Hier aber besannen wir uns gleich auf einen einfachen Abstieg, wenn uns nicht das bestehende Lager zurückgerufen hätte. Eine donnernde Steinlawine sagte uns aber deutlich, wo wir zurücksteigen mussten. Derweil wir einige Gipfelaufnahmen machten und etwas Nahrung zu uns nahmen, gewöhnten wir uns an diese exponierte Gipfelrast. Über die gewaltigen Fels- und Eispyramiden des Alpamayo, des Artisonraju und des Nevado die Carâs entlud sich ein Gewitter. Um die grossen Trabanten des Parrónbeckens schoben sich zerrissene Wolken. Nichts konnte die Tatsache ändern, dass wir noch auf dem unerhört luftigen Haupt der Aguja Nevada, der Wilden, standen.

Im Aufstieg, da wollte jeder von uns führen, im Abstieg, ja -, da musste einfach immer einer zuhinterst gehen. Ein Trägerpickel, eine lange « Holzschwirre » und drei Eishaken sollten genügen, um die rund 300 m mit einem Neigungswinkel von mehr als 50 Grad abzuseilen. Geny teilte sich mit mir in diese nicht immer angenehme Aufgabe, während Franz, oft auch ungesichert, am durchlaufenden Karabiner abstieg. Der Schnee im Trasse hatte sich wohl verfestigt, jedoch die beiden langen Reepschnüre verfingen sich hundertmal an den vielen Büsserschnee-Eisnadeln. Der Abend näherte sich langsam. Es brauchte gute Nerven. Wie aus der Vogelschau erkannten wir in der Dämmerung noch unser Zelt. Wartete uns dort noch der Träger? oder befanden sich dort Erich und Hans, welche an diesem Tag erstmals die Chica Aguja bestiegen hatten? Der zunehmende Mond begleitete uns sicher zum Lager, wo allein unser treuer Träger Martin Fernandez mit einem Topf Suppe bereitstand. « Aguja Nevada, la mâs dificil », murmelte er. Wir krochen in die Schlafsäcke, derweil unsere nassen Kleider vor dem Zelt gefroren. Unser letztes grosses Bergerlebnis in den Anden hatte damit seinen Abschluss gefunden.

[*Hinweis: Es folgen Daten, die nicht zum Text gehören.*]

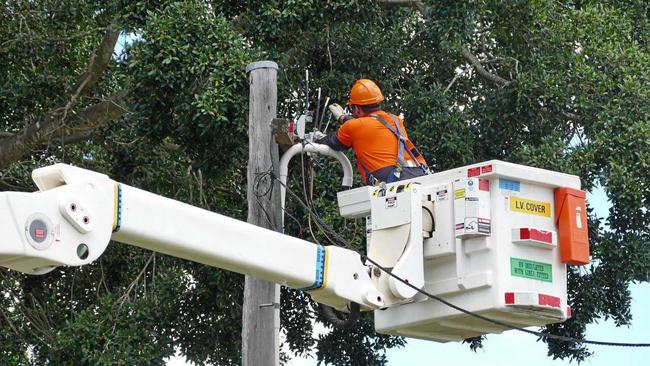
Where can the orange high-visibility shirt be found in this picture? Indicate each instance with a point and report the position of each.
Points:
(374, 145)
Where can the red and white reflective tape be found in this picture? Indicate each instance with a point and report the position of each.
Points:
(535, 237)
(532, 299)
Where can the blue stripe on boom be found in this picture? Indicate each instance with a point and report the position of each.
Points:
(320, 270)
(119, 208)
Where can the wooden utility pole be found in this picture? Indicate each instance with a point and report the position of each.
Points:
(261, 308)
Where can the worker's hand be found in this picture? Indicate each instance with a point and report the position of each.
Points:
(337, 111)
(318, 136)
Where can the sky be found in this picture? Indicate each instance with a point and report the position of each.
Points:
(516, 348)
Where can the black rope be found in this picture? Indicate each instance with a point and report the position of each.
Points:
(343, 323)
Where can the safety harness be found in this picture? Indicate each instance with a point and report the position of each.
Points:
(401, 147)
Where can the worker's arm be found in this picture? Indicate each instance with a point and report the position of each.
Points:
(333, 142)
(341, 139)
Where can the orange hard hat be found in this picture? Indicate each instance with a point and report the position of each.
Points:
(365, 92)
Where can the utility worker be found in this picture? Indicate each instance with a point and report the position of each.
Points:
(382, 149)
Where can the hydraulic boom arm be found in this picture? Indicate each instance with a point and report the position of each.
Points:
(71, 220)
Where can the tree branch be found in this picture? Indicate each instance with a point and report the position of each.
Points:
(476, 64)
(13, 148)
(98, 61)
(38, 133)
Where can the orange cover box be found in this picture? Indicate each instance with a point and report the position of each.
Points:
(571, 219)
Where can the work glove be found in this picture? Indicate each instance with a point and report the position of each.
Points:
(337, 111)
(317, 135)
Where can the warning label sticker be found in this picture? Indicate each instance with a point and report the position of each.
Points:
(531, 207)
(531, 269)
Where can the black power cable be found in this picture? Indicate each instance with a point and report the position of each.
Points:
(344, 243)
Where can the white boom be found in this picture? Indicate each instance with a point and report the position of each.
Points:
(494, 238)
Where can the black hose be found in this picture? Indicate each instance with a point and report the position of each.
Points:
(333, 318)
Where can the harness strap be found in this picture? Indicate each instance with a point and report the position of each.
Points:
(401, 143)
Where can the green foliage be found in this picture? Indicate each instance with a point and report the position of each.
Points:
(574, 96)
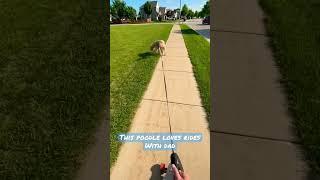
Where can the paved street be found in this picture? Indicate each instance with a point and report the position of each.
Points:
(252, 130)
(196, 24)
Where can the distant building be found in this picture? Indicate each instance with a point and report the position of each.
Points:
(155, 11)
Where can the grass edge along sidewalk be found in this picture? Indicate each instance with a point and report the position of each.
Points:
(294, 28)
(132, 66)
(199, 52)
(53, 88)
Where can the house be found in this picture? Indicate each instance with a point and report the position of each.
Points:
(155, 11)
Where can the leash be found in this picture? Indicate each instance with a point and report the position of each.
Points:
(167, 102)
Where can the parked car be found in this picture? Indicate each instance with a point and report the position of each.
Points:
(206, 20)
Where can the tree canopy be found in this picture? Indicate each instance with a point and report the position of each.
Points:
(147, 8)
(120, 10)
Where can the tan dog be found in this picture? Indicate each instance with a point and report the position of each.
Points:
(159, 47)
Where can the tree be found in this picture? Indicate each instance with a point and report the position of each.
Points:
(184, 10)
(147, 8)
(131, 13)
(118, 9)
(196, 14)
(190, 14)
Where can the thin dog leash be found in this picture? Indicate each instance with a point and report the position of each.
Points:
(167, 102)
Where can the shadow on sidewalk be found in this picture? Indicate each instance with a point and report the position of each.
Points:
(145, 55)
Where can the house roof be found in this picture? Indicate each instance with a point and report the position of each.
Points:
(153, 4)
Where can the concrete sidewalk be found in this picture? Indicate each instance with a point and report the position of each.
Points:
(186, 112)
(252, 131)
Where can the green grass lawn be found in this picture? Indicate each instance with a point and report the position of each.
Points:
(199, 52)
(131, 65)
(53, 87)
(294, 27)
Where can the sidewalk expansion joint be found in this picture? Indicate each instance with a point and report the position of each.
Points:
(175, 71)
(171, 102)
(257, 137)
(238, 32)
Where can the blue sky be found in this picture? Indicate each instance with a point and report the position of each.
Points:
(172, 4)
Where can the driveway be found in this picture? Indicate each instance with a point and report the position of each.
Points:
(196, 24)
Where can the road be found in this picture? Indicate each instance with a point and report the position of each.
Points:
(196, 24)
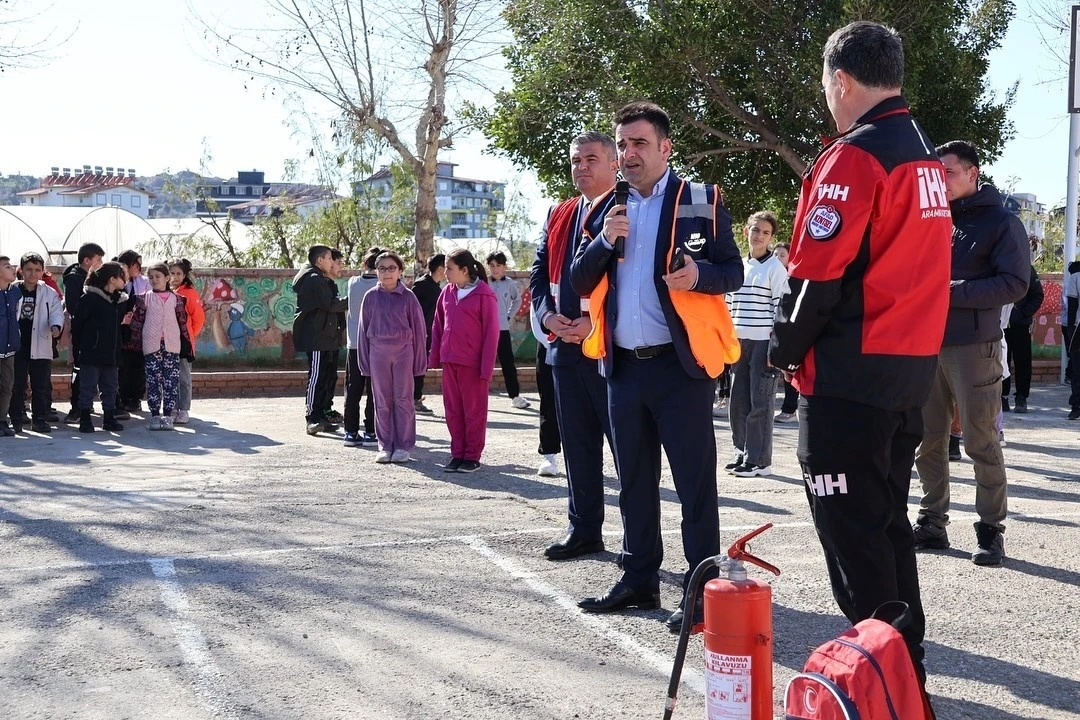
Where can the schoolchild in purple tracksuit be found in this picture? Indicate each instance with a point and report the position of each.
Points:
(391, 351)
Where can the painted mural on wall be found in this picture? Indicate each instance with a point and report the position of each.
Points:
(250, 317)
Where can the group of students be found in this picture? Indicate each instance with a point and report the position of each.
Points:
(393, 335)
(130, 335)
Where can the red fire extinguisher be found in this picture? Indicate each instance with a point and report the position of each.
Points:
(738, 637)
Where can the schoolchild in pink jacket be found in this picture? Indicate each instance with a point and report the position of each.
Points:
(464, 338)
(391, 350)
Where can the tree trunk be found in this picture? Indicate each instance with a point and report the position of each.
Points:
(426, 212)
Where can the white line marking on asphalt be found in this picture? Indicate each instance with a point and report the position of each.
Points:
(434, 540)
(655, 660)
(208, 682)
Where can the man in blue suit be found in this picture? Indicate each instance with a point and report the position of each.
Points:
(580, 391)
(663, 345)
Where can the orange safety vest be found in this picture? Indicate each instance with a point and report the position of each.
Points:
(706, 318)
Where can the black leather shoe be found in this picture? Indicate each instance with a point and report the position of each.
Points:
(675, 622)
(572, 546)
(620, 597)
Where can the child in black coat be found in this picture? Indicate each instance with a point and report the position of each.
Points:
(96, 325)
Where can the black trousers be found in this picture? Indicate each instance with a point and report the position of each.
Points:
(355, 385)
(76, 383)
(41, 386)
(582, 402)
(791, 403)
(132, 377)
(653, 404)
(1018, 343)
(856, 463)
(507, 362)
(322, 379)
(550, 438)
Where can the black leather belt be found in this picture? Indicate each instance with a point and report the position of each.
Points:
(645, 352)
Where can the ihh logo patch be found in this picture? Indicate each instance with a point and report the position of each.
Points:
(823, 222)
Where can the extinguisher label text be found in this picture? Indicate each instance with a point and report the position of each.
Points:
(728, 685)
(826, 485)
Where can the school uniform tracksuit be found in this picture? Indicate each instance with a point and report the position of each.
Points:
(391, 348)
(464, 338)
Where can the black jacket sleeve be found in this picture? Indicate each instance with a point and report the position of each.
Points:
(1010, 269)
(1023, 312)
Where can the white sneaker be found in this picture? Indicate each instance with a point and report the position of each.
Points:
(548, 466)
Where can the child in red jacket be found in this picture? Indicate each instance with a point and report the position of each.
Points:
(464, 339)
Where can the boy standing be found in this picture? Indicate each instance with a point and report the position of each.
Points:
(316, 331)
(40, 321)
(90, 257)
(10, 340)
(510, 298)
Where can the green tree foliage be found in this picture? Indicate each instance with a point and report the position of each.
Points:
(741, 80)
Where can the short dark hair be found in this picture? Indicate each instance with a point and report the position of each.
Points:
(104, 273)
(598, 138)
(88, 250)
(30, 257)
(316, 252)
(130, 258)
(964, 151)
(645, 110)
(765, 216)
(185, 267)
(464, 259)
(871, 53)
(389, 255)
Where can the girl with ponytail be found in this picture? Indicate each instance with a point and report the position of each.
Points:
(464, 338)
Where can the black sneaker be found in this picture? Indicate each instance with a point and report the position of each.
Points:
(930, 537)
(991, 545)
(954, 448)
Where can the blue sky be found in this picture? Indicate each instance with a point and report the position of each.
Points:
(136, 86)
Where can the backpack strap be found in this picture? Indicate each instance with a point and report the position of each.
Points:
(894, 612)
(850, 711)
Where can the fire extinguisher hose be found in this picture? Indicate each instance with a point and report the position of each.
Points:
(689, 607)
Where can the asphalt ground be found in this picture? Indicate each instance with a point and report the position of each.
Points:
(239, 568)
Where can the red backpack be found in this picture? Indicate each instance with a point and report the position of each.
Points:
(866, 674)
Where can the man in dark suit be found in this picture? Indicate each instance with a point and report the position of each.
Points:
(659, 334)
(580, 391)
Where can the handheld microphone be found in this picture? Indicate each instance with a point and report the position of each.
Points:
(621, 197)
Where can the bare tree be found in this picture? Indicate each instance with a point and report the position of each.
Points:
(383, 65)
(19, 49)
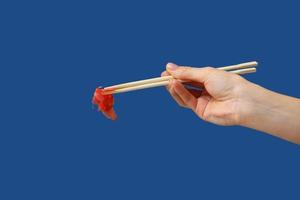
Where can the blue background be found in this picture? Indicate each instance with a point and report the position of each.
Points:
(55, 145)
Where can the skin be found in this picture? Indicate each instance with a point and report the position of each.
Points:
(229, 99)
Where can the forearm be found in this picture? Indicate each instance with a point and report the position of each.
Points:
(272, 113)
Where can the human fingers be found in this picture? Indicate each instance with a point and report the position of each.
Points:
(189, 73)
(187, 98)
(175, 95)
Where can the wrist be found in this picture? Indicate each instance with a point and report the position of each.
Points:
(255, 102)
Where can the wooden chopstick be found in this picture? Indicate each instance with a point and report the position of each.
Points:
(165, 78)
(166, 82)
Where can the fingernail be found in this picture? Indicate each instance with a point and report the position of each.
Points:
(171, 66)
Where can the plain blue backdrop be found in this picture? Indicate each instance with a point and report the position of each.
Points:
(55, 145)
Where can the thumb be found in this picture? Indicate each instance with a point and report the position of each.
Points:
(189, 73)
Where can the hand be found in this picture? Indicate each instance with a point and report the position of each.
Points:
(219, 102)
(229, 99)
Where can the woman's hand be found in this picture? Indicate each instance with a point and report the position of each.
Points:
(229, 99)
(219, 102)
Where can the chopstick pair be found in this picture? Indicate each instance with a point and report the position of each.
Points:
(243, 68)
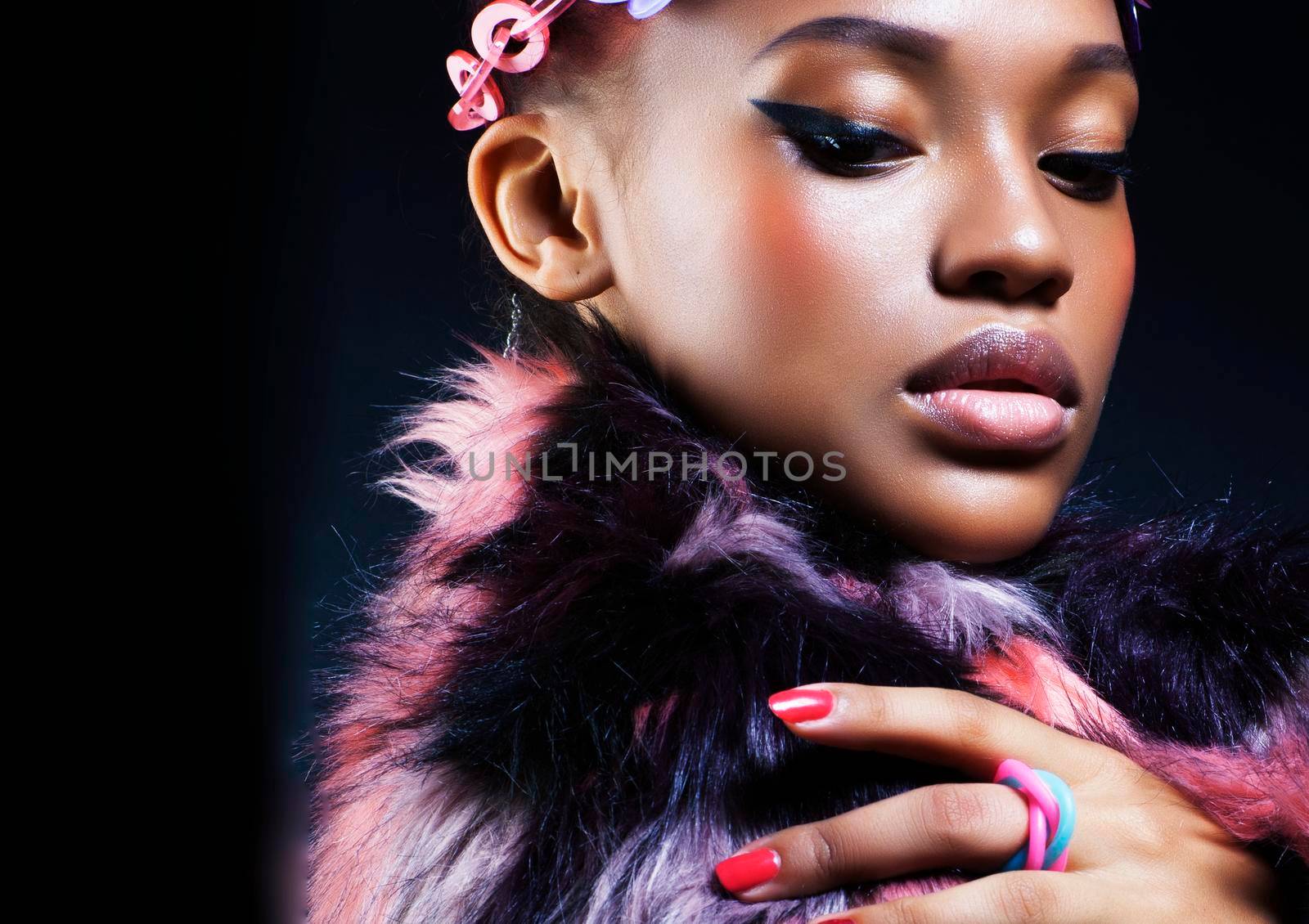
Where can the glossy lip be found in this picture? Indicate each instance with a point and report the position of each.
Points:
(1001, 388)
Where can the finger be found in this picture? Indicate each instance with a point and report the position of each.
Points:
(1005, 898)
(970, 825)
(944, 727)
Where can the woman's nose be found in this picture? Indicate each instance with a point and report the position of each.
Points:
(1001, 241)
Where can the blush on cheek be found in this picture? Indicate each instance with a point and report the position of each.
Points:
(783, 262)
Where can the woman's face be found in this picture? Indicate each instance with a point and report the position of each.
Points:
(892, 229)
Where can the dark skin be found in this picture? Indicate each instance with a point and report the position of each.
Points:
(789, 294)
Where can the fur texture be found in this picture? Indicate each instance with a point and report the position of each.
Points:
(556, 708)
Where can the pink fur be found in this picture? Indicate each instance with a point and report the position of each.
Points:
(1252, 796)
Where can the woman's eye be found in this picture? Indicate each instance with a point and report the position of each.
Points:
(1088, 174)
(834, 144)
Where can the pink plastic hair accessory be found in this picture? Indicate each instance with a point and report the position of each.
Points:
(1051, 815)
(499, 24)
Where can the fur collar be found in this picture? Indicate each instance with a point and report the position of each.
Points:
(554, 707)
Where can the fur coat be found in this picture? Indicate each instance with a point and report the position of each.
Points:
(556, 706)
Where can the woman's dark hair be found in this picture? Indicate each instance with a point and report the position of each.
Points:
(575, 56)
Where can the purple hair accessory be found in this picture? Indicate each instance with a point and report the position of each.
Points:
(1130, 24)
(641, 10)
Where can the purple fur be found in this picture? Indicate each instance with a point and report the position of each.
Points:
(596, 737)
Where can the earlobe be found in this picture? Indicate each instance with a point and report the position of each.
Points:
(541, 226)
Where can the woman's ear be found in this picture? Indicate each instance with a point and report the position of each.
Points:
(541, 226)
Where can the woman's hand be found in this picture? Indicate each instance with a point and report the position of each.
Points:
(1140, 851)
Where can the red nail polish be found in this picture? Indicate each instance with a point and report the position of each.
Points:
(748, 871)
(802, 706)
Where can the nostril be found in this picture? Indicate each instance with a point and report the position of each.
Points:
(990, 283)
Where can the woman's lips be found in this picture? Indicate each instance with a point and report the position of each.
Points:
(1001, 388)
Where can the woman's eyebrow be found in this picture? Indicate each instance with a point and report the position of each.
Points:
(866, 33)
(1100, 58)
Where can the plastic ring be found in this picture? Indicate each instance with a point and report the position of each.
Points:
(1051, 817)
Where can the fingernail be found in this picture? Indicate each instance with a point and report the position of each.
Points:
(748, 871)
(802, 706)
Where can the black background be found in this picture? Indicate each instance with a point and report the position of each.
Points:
(349, 271)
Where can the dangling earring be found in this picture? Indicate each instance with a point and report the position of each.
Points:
(511, 340)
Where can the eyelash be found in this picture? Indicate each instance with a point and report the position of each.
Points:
(848, 148)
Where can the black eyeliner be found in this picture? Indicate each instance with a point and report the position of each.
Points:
(1110, 161)
(817, 122)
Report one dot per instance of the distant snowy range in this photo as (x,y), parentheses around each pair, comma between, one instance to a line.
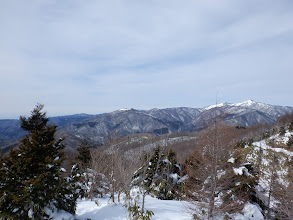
(96,129)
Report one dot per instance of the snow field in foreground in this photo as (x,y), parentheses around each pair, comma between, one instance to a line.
(163,210)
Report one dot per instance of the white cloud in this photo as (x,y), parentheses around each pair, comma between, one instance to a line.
(95,56)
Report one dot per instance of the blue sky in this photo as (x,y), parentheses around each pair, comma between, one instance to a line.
(98,56)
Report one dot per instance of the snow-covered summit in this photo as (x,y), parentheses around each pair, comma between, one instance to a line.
(251,104)
(217,105)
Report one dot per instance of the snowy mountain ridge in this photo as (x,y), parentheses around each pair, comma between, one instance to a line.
(127,121)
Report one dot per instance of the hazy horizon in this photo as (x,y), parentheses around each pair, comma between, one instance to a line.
(99,56)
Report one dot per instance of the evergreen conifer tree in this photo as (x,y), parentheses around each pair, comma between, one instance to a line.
(32,178)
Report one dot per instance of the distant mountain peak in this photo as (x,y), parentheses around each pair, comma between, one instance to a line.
(217,105)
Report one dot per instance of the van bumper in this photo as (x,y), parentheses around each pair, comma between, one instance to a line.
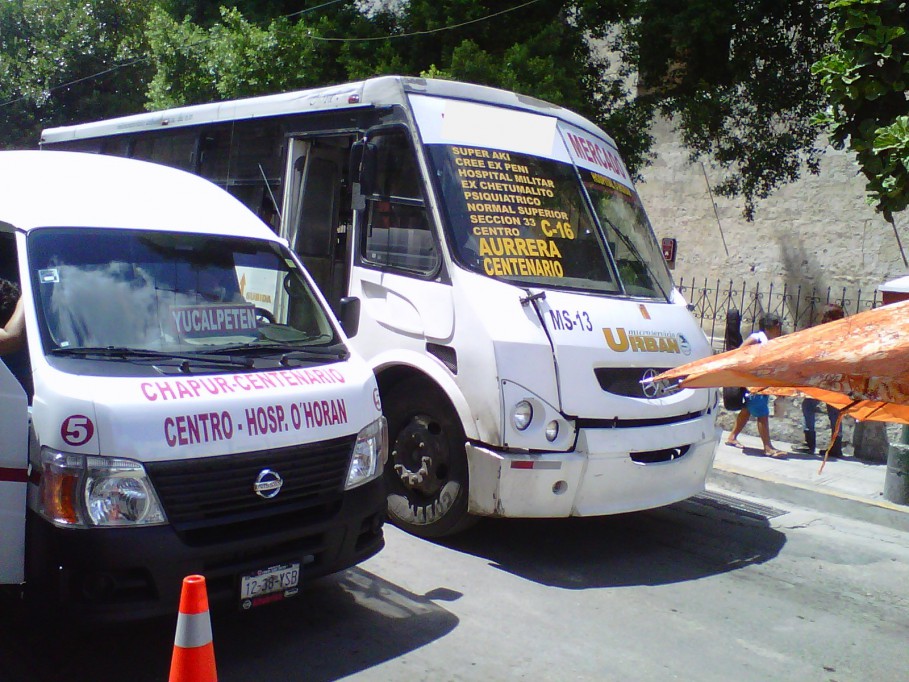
(610,471)
(119,574)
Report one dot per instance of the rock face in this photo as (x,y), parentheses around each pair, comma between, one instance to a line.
(818,232)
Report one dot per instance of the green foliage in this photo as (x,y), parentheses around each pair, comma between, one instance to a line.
(46,45)
(866,81)
(736,76)
(540,50)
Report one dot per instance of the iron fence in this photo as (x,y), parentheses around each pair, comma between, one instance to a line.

Die Sonne über Peru wird immer wieder aufgehen! Wir dachten an unsere Freunde vom SAC, welche uns aussandten, an die unermüdlichen Initianten Ruedi Schatz und Robert Wenck, vor allem aber an unsere Frauen und Eltern, die weit mehr Opfer als wir gebracht haben. Schön war 's, wir danken Euch allen!